O procurador Juraci Guimarães Júnior quer a abertura de investigação por considerar que ele tenha feito propaganda eleitoral antecipada e por suposto abuso do poder econômico. Segundo o procurador, no dia 24 de junho, portanto antes do período estabelecido pela Justiça Eleitoral para a propaganda eleitoral, foi encartado boletim do deputado no jornal O Estado do Maranhão, veículo de propriedade da família Sarney.
Guimarães Júnior afirmou que o boletim tinha "nítido conteúdo de propaganda eleitoral antecipada".
Além de caracterizar propaganda irregular, segundo o procurador, a distribuição gratuita de quase 10 mil boletins no jornal "configura abuso de poder econômico e de autoridade e uso indevido dos meios de comunicação em benefício próprio". Caso a ação contra Sarney Filho seja julgada procedente pelo TRE, o deputado poderá ter o registro cassado e ainda ficar inelegível por 3 anos.
Outro marqueteiro
A ameaça de perder a reeleição fez o senador José Sarney (PMDB-AP) trocar o marqueteiro de sua campanha.
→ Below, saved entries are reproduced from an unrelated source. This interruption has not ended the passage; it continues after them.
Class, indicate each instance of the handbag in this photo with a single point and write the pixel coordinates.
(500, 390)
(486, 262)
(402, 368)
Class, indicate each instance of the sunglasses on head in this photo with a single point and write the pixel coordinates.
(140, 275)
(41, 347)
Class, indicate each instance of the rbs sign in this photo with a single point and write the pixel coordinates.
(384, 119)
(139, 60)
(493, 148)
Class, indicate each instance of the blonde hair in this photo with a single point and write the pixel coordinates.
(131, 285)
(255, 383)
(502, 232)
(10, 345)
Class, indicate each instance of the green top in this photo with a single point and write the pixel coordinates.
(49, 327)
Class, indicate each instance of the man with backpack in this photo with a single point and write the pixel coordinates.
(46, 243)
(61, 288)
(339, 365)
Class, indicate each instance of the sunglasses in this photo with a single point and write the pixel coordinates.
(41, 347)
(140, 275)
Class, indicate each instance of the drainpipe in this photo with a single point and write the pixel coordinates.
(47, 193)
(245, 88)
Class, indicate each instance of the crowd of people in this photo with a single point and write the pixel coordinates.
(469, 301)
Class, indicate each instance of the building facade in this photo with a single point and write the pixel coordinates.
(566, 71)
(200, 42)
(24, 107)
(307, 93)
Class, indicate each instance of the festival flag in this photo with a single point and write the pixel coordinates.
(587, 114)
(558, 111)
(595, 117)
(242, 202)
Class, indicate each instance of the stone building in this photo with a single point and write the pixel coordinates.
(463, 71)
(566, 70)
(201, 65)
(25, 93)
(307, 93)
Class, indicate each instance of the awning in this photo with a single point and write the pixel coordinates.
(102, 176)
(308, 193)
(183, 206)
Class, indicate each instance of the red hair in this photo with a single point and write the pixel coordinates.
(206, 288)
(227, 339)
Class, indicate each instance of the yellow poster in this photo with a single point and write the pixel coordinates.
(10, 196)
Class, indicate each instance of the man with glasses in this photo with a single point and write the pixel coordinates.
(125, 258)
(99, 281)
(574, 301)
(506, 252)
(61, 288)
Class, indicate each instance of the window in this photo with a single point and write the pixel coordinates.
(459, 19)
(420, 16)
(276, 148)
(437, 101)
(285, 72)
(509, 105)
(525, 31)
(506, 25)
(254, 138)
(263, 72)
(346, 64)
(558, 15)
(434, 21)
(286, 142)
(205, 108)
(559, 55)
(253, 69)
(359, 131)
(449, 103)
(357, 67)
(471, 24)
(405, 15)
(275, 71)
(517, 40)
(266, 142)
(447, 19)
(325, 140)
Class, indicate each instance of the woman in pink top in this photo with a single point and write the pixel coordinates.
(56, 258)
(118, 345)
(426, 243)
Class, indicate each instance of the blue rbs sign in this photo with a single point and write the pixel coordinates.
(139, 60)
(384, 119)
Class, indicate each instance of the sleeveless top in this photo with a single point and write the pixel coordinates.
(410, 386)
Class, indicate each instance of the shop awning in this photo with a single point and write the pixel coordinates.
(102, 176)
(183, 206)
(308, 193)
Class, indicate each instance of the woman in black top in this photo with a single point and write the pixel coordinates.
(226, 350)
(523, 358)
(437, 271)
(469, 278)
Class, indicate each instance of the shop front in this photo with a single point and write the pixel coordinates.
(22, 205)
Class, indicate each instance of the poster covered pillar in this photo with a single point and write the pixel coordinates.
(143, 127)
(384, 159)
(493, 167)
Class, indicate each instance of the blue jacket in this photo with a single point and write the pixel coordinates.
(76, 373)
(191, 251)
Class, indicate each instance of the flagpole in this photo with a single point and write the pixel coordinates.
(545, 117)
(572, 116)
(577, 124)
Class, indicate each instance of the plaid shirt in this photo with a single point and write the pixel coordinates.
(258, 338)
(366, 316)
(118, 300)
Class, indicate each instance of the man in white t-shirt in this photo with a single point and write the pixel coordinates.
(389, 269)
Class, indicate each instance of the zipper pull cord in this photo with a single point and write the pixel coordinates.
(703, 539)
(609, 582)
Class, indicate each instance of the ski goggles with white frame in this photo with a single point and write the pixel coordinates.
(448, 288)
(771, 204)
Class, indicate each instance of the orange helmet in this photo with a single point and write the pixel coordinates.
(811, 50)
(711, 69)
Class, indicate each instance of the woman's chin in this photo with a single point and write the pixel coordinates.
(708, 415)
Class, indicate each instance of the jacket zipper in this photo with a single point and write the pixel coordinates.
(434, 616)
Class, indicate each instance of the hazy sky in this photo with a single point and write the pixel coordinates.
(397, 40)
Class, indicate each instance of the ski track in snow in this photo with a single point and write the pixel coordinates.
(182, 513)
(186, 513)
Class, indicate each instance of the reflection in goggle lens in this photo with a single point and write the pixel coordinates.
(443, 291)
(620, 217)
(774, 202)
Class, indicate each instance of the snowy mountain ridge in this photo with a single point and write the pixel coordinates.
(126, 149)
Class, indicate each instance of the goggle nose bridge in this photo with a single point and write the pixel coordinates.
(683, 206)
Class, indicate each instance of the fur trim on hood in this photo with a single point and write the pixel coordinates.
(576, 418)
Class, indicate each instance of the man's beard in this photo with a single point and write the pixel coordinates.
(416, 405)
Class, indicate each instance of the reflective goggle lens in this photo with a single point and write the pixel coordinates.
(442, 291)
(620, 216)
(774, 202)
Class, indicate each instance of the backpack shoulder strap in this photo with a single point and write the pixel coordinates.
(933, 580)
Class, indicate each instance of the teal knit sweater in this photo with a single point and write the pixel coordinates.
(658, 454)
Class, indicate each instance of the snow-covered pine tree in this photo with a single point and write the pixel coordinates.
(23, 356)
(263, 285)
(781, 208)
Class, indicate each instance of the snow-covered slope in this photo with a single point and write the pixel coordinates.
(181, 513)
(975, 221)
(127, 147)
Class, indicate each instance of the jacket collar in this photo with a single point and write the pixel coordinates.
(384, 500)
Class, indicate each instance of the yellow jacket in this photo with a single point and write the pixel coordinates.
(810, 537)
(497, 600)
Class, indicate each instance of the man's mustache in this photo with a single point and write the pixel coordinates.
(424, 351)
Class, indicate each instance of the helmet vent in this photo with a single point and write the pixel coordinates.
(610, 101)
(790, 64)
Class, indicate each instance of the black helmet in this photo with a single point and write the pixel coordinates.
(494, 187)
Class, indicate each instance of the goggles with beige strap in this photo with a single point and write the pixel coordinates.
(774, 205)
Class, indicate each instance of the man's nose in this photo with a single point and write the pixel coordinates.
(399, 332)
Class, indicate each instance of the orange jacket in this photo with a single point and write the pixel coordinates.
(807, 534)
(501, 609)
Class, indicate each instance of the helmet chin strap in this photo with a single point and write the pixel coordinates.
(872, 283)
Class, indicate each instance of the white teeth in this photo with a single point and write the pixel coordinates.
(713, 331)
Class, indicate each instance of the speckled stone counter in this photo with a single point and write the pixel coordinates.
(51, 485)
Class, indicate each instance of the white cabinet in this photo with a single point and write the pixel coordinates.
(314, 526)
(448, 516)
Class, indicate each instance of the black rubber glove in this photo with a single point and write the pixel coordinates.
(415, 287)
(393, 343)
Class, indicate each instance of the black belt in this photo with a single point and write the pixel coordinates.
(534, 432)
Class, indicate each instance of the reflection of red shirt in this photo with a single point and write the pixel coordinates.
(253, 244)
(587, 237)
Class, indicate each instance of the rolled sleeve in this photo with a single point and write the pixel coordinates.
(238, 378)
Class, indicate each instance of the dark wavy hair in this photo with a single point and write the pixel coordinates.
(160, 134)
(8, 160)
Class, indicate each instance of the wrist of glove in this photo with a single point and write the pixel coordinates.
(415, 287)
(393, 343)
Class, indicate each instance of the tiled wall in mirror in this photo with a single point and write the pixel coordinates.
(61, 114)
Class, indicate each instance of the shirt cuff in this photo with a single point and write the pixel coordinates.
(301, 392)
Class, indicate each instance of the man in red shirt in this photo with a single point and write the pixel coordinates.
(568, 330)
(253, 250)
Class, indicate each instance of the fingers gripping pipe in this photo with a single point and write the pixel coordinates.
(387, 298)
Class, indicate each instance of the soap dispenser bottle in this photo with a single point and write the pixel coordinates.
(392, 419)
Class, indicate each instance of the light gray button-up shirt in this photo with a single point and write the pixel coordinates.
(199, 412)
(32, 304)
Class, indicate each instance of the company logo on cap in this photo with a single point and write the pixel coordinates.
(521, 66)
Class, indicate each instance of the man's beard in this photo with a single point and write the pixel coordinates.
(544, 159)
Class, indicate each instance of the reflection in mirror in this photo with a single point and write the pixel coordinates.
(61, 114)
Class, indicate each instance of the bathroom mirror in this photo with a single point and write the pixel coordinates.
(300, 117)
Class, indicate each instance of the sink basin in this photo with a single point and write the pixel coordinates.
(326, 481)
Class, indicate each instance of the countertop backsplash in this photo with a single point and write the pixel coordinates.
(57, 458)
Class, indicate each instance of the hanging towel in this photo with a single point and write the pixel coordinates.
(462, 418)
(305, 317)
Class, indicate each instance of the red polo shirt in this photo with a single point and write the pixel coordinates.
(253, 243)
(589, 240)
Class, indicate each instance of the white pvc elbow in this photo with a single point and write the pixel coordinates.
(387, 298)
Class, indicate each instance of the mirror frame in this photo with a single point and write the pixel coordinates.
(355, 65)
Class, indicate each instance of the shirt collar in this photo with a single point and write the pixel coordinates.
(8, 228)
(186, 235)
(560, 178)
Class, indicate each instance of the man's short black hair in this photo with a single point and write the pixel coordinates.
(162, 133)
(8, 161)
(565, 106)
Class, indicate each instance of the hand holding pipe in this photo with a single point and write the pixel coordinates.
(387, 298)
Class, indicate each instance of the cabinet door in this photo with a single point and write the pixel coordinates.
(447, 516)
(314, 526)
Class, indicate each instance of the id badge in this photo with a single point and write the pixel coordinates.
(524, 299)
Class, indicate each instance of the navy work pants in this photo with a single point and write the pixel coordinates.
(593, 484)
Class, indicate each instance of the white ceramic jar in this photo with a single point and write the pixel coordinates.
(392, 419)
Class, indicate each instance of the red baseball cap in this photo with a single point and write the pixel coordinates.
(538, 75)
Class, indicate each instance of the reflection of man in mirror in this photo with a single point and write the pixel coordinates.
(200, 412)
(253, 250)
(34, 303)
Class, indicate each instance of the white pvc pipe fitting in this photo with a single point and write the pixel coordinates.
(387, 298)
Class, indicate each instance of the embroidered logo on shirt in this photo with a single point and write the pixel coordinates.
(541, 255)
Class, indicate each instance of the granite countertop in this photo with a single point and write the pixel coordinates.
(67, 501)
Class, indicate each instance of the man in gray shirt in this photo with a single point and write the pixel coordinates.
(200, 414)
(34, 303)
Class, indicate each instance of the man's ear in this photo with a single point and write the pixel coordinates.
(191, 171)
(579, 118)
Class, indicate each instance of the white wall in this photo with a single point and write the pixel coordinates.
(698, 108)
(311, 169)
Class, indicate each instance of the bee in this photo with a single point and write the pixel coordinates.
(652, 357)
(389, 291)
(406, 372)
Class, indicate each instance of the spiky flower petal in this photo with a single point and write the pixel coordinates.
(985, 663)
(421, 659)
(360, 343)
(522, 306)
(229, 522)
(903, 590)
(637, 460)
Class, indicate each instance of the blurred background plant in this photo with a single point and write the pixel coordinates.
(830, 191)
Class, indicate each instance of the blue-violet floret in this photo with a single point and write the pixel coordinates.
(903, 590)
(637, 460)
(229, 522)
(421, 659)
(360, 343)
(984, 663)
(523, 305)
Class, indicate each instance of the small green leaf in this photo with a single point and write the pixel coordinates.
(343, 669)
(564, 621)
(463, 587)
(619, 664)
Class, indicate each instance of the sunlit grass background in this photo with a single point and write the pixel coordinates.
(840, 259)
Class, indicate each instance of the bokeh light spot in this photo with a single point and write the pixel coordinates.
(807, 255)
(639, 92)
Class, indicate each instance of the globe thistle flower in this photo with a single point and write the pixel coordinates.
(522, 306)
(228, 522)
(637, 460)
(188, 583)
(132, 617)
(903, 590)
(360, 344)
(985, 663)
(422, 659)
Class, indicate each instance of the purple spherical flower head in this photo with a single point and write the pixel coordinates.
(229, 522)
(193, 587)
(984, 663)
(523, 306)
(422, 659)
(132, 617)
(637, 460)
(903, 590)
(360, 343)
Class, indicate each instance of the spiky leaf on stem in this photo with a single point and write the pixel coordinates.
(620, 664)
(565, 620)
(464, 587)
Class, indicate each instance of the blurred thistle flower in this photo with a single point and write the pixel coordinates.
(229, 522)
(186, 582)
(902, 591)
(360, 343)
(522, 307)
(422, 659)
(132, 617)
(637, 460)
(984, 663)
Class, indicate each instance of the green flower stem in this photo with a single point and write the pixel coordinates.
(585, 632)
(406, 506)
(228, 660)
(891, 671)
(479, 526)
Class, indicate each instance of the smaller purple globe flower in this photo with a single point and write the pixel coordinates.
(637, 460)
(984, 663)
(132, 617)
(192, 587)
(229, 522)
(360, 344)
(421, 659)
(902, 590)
O novo responsável pela campanha, André Torreta, começou efetivamente nesta terça-feira, embora tenha sido indicado há uma semana, um dia depois de o Ibope divulgar pesquisa que mostrou o avanço de 11 pontos da candidata Cristina Almeida (PSB). Segundo a sondagem, Sarney obteve 47% das intenções de voto, contra 40% da adversária.
Torreta é publicitário e já participou de campanhas no Brasil e no exterior. Ele trabalhou também com Roseana Sarney, filha do senador. O comitê de campanha do peemedebista nega que a contratação de Torreta tenha relação com a pesquisa Ibope e justificou que a idéia é "dar uma arrumada no programa da TV". Segundo fonte no comitê de Sarney, o trabalho era feito antes por "jornalistas amigos", em Macapá.